In the days of vaudeville, physical comedy was considered funny, and comics would “accidentally-on-purpose” fall for the comic effect. However, falling down is only funny when the person gets back up.
A few years ago, I had a very rough day. I was going to work that morning the same as always. There was a street between the parking garage and the building where I worked that I hated crossing, even though there was a streetlight, a cross walk, and even a pedestrian light.
The local bus station was on that same corner and buses were constantly pulling out and turning right on red. Some of them didn’t seem to know that pedestrians in a cross walk have the right of way, or else they got bonus bucks for hitting people.

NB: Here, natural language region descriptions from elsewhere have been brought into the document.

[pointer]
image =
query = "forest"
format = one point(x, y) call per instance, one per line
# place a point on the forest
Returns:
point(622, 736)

The city streets were rough with cracks and patches in the asphalt that you had to walk around while watching for cars that might not stop, buses turning the corner and making sure that the pedestrian walk light was on green.
What this is all leading up to, as you may have guessed from the title, is the prat fall. It was not for the comic effect, believe me. The only good part was that I made it across the street before my grand performance or I probably would not be here to talk about it.

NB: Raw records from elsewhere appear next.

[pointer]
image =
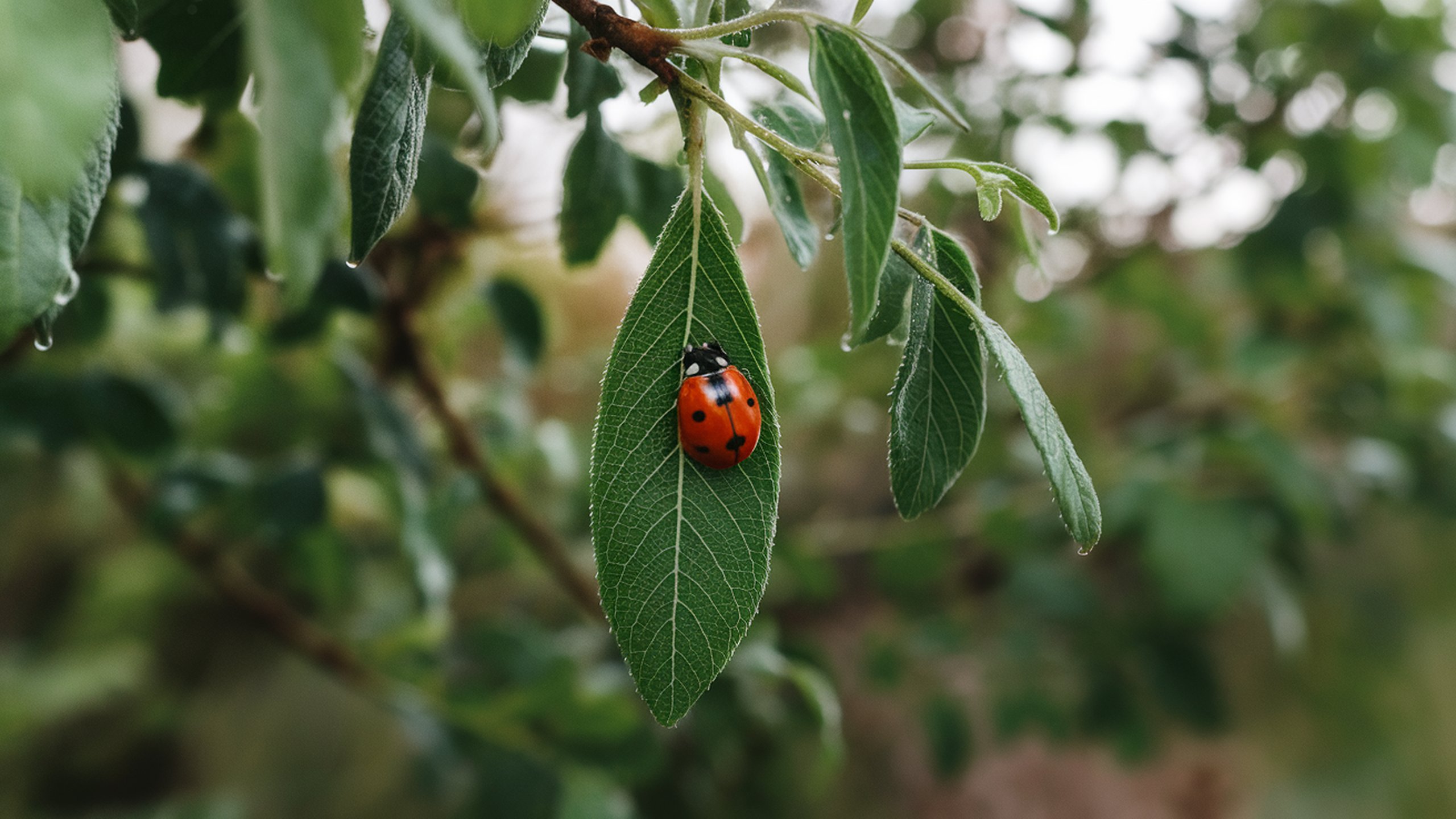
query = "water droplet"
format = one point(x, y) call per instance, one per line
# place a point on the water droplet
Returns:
point(69, 289)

I thought I was being careful, but somehow, I managed to stumble on a crack and before I knew what was happening, the sidewalk was coming up to slap me in the face.

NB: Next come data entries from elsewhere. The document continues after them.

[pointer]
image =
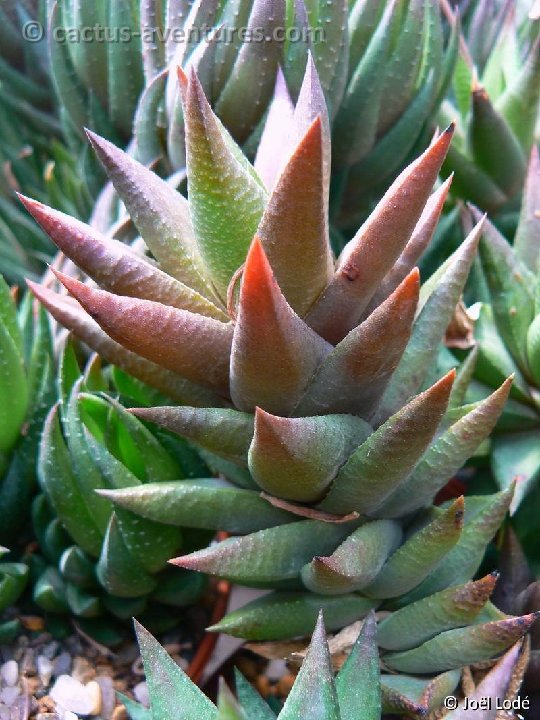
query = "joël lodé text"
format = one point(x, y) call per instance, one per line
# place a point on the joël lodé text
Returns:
point(489, 703)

“Yikes,” I thought, as I lay on the sidewalk looking at the concrete. “I’ve fallen down.”
I sat up on the sidewalk and waited for laughter and applause. Crashing with a city sidewalk isn’t funny, apparently, as no one was laughing. My purse and lunch bag had gone one direction and my Big Bubba coffee cup the other. Coffee was running all over the sidewalk – not that I cared about coffee at that point.
When something like this happens in the city, people pretend that they don’t see you. They probably think you are drunk or on drugs and do not want to get involved.
Luckily for me, however, a kind man stopped. I think he was a street person.
“Are you okay?” he asked.
“I think so,” I replied. I couldn’t half see as my glasses were knocked lopsided. I didn’t know if I could get up or not. Too bad no one made a video. My act would go viral on YouTube.
The man was still standing there. He seemed not to know what to do.
“Would you mind helping me get up?” I asked.
He held out his arm and, I was able to stand up, actually easier than I expected.
“I’m okay,” I lied, picking up my purse and lunch bag. I wondered if he liked my comedy act, but I was too rattled for polite conversation.
“Don’t forget your coffee, mum,” said the man, still trying to be helpful but not knowing how.
I thanked him and went on to my office, where I could set down and check out the damage. I straightened out my lopsided glasses the best I could. One of the lenses was badly scratched from hitting the concrete and I would need new glasses.
I decided I was going to live. If breaking my glasses is the worst thing that happened, I could consider myself lucky.
I called Honey on the phone for sympathy. “Do you need to go the emergency room?” he asked.
“I guess I’m okay.” I said, holding an ice pack on my face, hoping I would not get a black eye.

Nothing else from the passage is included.